Asian currencies were confined to narrow ranges and sluggish movements on Wednesday due to ambiguity over the outcome of the approaching Group of Seven meeting in Florida.
Statements before the February 6 and 7 meeting suggest the United States wants the G7 to focus on structural reforms.
Security fears in the United States and speculation that the G7 would not take any strong action to stop the dollar's descent took the yen to new 3-1/2 year highs.
The yen's rise boosted Asian currencies overnight, but trading slackened as Asian markets opened and even the yen was reined in by the fear of Japanese intervention.
Japan was suspected of intervening in the forex market again this week after spending a record amount in January to keep the rising yen from dampening exports.
The Korean won was quoted around 1,168 per dollar for most of the morning, off Tuesday's high of 1,161.
The Taiwan dollar struck a fresh 1-1/2 year high of 33.23, and then settled into dull ranges.
The Singapore dollar was slightly firmer at 1.6930/40 per dollar and the Thai baht crept up to 39.04/08, recovering from the previous day's low of 39.22.
"It is very tough to call what is going to happen to dollar/Asia going into G7. Probably nothing will happen," said Peter Redward, currency strategist with Deutsche Bank.
"Markets are much more cautious going into G7 this time than they were last time and the reaction coming out of G7 could be quite different as well," he said.
But analysts said it was tough to take positions in currencies because the G7 could well call for more flexible currency policies, as they did in September, causing Asian currencies to rise.
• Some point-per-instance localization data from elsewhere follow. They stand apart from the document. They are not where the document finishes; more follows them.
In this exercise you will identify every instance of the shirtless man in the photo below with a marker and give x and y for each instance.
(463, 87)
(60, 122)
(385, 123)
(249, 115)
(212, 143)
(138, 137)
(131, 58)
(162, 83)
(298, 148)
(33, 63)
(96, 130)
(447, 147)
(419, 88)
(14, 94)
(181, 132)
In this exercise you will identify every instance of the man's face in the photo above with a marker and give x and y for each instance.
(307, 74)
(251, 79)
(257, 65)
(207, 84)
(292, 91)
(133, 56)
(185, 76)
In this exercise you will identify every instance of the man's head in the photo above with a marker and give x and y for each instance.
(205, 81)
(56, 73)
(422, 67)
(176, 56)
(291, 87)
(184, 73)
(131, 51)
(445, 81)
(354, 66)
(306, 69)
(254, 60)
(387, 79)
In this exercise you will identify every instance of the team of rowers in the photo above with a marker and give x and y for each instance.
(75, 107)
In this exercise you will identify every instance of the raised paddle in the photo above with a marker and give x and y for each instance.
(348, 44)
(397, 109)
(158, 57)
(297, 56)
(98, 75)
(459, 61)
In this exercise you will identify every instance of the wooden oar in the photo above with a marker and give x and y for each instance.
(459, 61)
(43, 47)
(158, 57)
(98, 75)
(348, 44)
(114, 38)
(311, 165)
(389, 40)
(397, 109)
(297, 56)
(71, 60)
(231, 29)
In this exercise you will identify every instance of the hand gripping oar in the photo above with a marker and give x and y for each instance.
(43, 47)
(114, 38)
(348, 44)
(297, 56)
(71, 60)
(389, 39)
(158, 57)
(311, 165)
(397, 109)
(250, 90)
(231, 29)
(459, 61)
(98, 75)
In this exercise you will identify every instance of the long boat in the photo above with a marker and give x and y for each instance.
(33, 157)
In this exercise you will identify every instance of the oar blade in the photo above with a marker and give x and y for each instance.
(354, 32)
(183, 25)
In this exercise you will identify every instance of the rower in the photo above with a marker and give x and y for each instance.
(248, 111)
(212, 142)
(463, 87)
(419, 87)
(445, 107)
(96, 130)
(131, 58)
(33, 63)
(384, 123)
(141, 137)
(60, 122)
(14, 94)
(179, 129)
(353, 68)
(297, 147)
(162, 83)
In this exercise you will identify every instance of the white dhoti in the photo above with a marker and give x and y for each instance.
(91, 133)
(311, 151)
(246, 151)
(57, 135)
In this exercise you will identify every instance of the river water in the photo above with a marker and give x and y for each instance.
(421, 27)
Or, if it skirted that topic and focused on growth, the upside in Asian currencies would be limited.
The Philippine peso was the exception as it ignored the G7 speculation and stayed weak, near Tuesday's 56.20 closing low, under pressure from oil imports and offshore interests.
Redward recommended buying a basket of Asian currencies, including the Indian rupee, Sing dollar, baht, won and Taiwan dollar, based on a view that there would be some gradual appreciation during the year.
Rising inflation and any move towards flexibility in China's tightly managed yuan would also give that rally momentum, he said.
Yet, there was no point taking on any long positions on the yuan, he said.
"The problem is the market is already factoring in a huge appreciation in the currency. We think that the other Asian currencies offer a more interesting risk-reward."
Chinese yuan non-deliverable forwards showed a 4,000 points premium on the one-year yuan. That prices in a five percent appreciation in the yuan, which is effectively pegged around 8.28 per US dollar, in a year.